Con representaciones de altares llamadas: “Ofrendas”, en donde se conjunta la cultura, la fe y la tradición basadas en colores, gastronomía y bebidas en nuestro país- incluso en otros países del mundo- El 1 y 2 de Noviembre se recuerda la memoria de todos los santos y de los fieles difuntos en México, sin embargo, es importante recordar que todos como parte de la vida eterna, se debe tener presente en la alegría de fe que se resucitará por la Resurección de nuestro Señor Jesucristo y que con la muerte física no se acaba la vida sino que solo es un paso a la vida eterna.

De esta manera esta conmemoración es calificada como una celebración de fe, ritos y mitos; una fiesta donde hay símbolos, comidas, bebidas, música, colorida llena de tradición y cultura y en sintonía con otros elementos y específicamente en nuestro país fue descrita el día de “Todos los santos y los fieles difuntos”.

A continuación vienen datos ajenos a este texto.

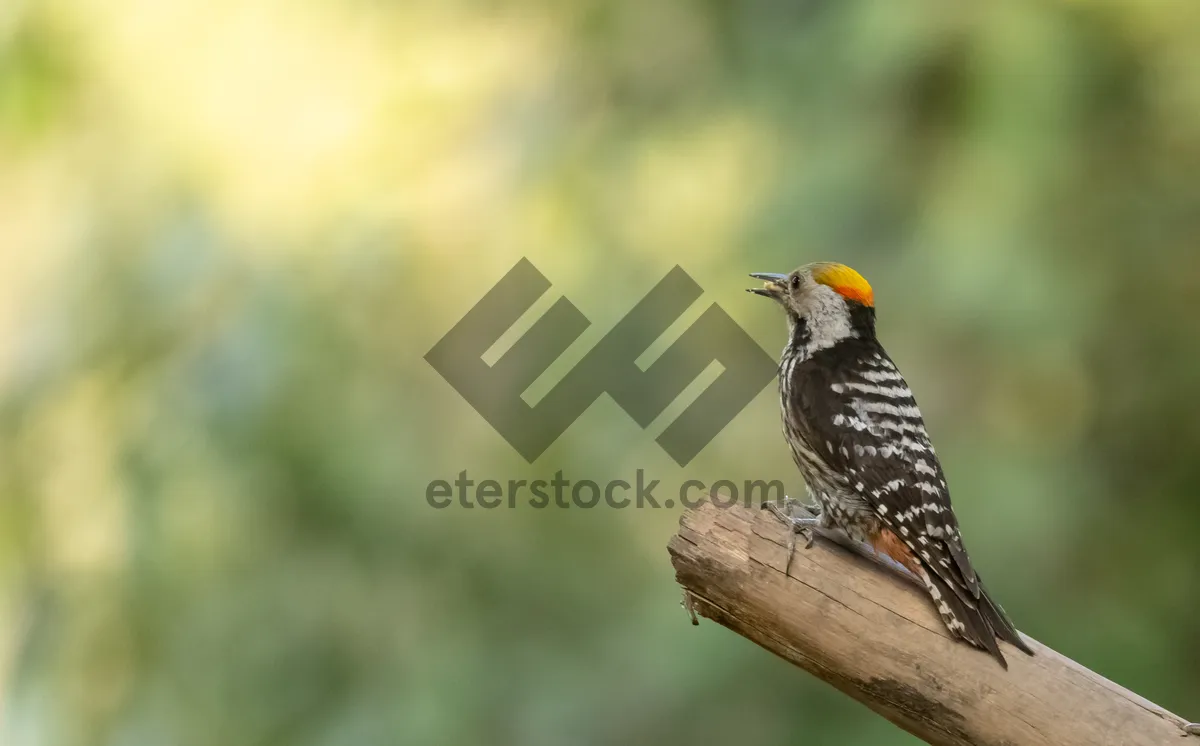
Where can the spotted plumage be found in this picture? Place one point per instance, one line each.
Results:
(859, 440)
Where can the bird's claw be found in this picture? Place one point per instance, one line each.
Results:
(805, 527)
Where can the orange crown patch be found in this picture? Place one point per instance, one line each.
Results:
(845, 281)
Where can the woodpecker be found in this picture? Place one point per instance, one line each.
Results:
(861, 444)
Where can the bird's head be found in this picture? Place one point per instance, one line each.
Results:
(826, 300)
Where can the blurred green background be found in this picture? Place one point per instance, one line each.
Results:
(231, 229)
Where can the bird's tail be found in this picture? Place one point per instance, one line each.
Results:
(978, 621)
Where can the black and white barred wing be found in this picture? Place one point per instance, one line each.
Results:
(874, 434)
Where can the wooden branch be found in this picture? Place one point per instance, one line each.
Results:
(879, 639)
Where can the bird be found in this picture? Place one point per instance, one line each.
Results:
(861, 444)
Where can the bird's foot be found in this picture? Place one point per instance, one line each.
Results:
(807, 525)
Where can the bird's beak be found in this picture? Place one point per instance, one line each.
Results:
(773, 284)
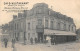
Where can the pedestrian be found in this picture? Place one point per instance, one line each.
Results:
(13, 43)
(5, 42)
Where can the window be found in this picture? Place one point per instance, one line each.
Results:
(28, 26)
(51, 26)
(46, 23)
(58, 26)
(39, 21)
(64, 26)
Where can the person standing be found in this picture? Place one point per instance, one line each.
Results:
(31, 40)
(13, 43)
(5, 42)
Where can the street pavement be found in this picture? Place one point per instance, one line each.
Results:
(72, 46)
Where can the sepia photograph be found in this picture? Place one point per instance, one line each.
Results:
(39, 25)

El día de muertos desde el punto de vista teológico

Lo más profundo que se recuerda es el paso que debemos dar hacía la eternidad, de alguna manera recordamos lo infinito que somos y nuestro paso a la eternidad, recordando que tenemos que pasar por la muerte, pero que no es el final del camino y que todavía hay algo más allá, además de recordarnos con unión de los que ya no están con nosotros físicamente, pero espiritualmente sí.

Con esta conmemoración de fe, tradiciones y cultura existe una unión que nos une con aquellos que ya están con Dios a través de los altares. Se reflexiona sobre la muerte física, pero también por aquellos que ya han muerto dando un sentido de esperanza y felicidad. Esta es la mejor manera de recordar esta conmemoración y esto es lo que nos caracteriza como cultura mexicana.

Es aquí donde se une la cultura con un sentido de muerte y con un folklore, donde hay alegría y fe eso que es propio en la esperanza de la resurrección que no se recuerda la muerte por la muerte, pero lo principal es recordar con alegría la resurrección, lo definitivo del encuentro con Dios.

De manera particular en nuestro país, esta conmemoración mexicana une su cultura con las raíces profundas de nuestros antepasados y el pilar que es la fe. La tradición mexicana y católica, además de nuestra alegría se combinan para dar como resultado el festejo de todos los santos y día de muertos y en esta alegría y fe recordamos a los que ya murieron y la resurrección de ese lazo de amor y esperanza.

Día de muertos no es Hallowen

La distinción entre el día de todos los santos y los fieles difuntos que se recuerda en México y el Hallowen, se distingue por las raíces culturales de nuestro país, mientras que el Hallowen es una tradición más celta de países anglosajones de noche de brujas que celebran el 31 de Octubre, cuando termina para ellos el verano y entra el invierno, los creyentes católicos celebramos el 1y 2 de Noviembre.

El Hallowen es una tradición de países anglosajones: La diferencia principal esta en las raíces diferentes y México tiene raíces precolombinas que nos conecta con nuestras raíces de fe, cultura y tradición dando sentido de la muerte, pero sobre todo de esperanza. Aquí en México es la expresión de nuestras profundas raíces culturales, mientras que para el Hallowen es una fiesta de fuego. La diferencia es cultural conjuntamente con la fe.

Entre día de muertos y noche de brujas no hay coincidencias y el Hallowen se ha vuelto una costumbre y no tiene sentido porque no es nuestro origen. Para nosotros tiene más sentido los altares, visitar los panteones y orar acompañados con fiesta de colores.